Jared was out the door in a matter of moments, the door to his rental car slamming shut, his foot already falling on the accelerator. Tires screeched out from under him and the car jolter forward from its parking space and shot towards the office. He tapped his hand against his jean-clad leg and gnawed on his lip. He’d been aboard the first available flight to New Jersey, and now was more than thankful he’d hightailed it out here on nothing more than a whim.
As he drove, he could think of nothing but Charisma. He couldn’t bear to think of what they might be doing to her, how helpless and scared she must be. How much he longed to hold and comfort her, rescue her like her very own prince charming.
He was such an idiot, he kept telling himself. Why had he ever tried to deny the way he felt for her? This was his fault; he had driven her from his house with his stubborn refusal to admit how much he needed and wanted her, how special she was. And now, it might be too late. He might never get to tell her how he felt.
He chastised himself for even having those thoughts.
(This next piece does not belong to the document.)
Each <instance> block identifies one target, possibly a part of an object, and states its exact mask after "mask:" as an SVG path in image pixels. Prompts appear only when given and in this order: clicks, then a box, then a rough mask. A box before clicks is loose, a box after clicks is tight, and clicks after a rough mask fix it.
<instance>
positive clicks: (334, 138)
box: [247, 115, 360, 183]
He slammed on the brakes, skidding into the intersection. He would be lucky if he didn’t get pulled over for what would be generously referred to as reckless driving. In truth, he was driving maniacally, and he wondered briefly if it was worth the time he might save.
He pulled the car into the parking lot and hurried into the building. He met Detective Lansing on the ground floor, was ushered into the office where, at past eleven o’clock at night, FBI agents moved with purpose and focus, barely looking up from their work as he entered.